What is Syndemic – and does it explain why the Maine Covid-19 case is very high now?

What is Syndemic – and does it explain why the Maine Covid-19 case is very high now?

May 1, 2021 0 By Rajesh

Covid-19 rates increase in the state, even as more population vaccinated.

The spread of Covid-19 has given us the shortcomings of Lingo public health to work into our daily vocabulary. Now, you might have at least some understanding of what pandemic, endemic, and epidemic means. Now, someone just knows: Syndemic.

This is a term used to describe what happens in Maine now. The country sees an increase in Covid-19 cases – with interest rates almost as high after vacation – at the same time with more residents vaccinated against the virus.

Maine Center for the control of the disease and prevention director of NIRAV Shah, MD, said in the press direction earlier this week that the State could experience Sindem, which he described as “two epidemics that occur in parallel in progress in real-time together it might or may not have Interconnection with each other. “

Related: epidemic vs. Pandemic: What is the difference?

The country has focused on vaccination of older occupants first and now people aged 16 years and over eligible to get their shots. “If older keepers are mostly corrected, the fact that they have been vaccinated does not help transmissions that are very slow among younger careers who have just obtained their vaccination numbers,” Dr. Shah.

Hansel Shah said that the state had a report of 30 cases B.1.1.7, the Covid-19 tension was first discovered in the UK, along with three cases B.1351, the variant was first detected in South Africa, and one case P.1, the first variant times detected in Brazil.

“When you are a sort of sindemic phenomenon with a more contagious variant, namely my hypothesis now why our case number is high and maybe even high and maybe even higher,” he said.

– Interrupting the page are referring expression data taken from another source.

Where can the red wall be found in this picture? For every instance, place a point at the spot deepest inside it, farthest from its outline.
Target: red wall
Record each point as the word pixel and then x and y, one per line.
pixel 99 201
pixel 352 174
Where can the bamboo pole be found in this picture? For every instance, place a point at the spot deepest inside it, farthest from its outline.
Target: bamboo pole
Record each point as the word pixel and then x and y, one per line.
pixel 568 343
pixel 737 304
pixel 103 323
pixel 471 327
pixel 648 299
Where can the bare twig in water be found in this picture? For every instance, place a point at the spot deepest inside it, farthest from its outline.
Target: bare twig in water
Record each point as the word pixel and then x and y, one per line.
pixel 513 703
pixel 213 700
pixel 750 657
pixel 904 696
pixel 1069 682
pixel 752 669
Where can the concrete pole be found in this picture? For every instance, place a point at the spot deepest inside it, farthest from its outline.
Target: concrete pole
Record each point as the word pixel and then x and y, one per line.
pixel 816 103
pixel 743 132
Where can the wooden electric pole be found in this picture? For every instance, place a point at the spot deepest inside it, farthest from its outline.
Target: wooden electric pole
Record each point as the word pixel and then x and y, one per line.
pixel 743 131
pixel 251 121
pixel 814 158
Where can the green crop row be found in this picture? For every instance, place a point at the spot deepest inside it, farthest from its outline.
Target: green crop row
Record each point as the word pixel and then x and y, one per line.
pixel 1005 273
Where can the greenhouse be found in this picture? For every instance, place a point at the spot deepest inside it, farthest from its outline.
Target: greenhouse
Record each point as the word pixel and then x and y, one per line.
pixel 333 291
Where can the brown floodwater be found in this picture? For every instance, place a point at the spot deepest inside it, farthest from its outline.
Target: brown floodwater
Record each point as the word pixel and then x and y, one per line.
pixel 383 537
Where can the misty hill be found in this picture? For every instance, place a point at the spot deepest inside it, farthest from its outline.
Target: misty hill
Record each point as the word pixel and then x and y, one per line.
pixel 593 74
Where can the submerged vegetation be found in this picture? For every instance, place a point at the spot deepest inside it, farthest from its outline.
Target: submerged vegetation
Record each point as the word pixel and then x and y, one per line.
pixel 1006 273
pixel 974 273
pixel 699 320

What is Syndemic, exactly?

Have never heard this term before? You don’t get out of the loop. Syndemi is “more than the term art” vs. Something to use public health experts regularly, Amesh A. Adalja, MD, Senior Bachelor at Johns Hopkins Health Center, tells of health.

However, there is an official definition out there. The center for controlling and prevention of disease (CDC) defines Sindemics only as “epidemic that interacts synergistically.” Meaning, that’s what happens when two epidemics – a higher level of disease than normal in a community – occurs at the same time.

One example of Sindemic in medical literature was published in 2019 in Lancet. The commission report sees something called “global syndemi,” which is explained by researchers as three pandemics, malnutrition or malnutrition, and climate change – which affects people around the world. According to the author of the report, the three problems are sindemic, or epidemic synergy, because they occur at the time and place, interact with each other to produce complex salaries, and share the underlying social driver. “

Related: Live through a pandemic: a guide to last normal

How does the syndemic difference from pandemic or epidemic?

Quick recap on some public health terms, because they will appear again in one second:

Comorbidity means there are more than one disease or conditions present in the same person at the same time, the CDC explained.

The epidemic is when there is a higher level of disease in the expected community or region, said the World Health Organization (WHO).

Pandemic is an epidemic that occurs throughout the world or in a very broad area and usually has an impact on a large number of people, per person.

Maybe there is overlapping here, said Dr. Adalja. “You can say that diabetes and covid-19, or obesity and covid-19 are syndemic,” he said, because obesity is considered an epidemic or pandemic, of course, Covid-19 is a pandemic. “But they can also be comorbidities,” which means they can occur at the same time in the same person.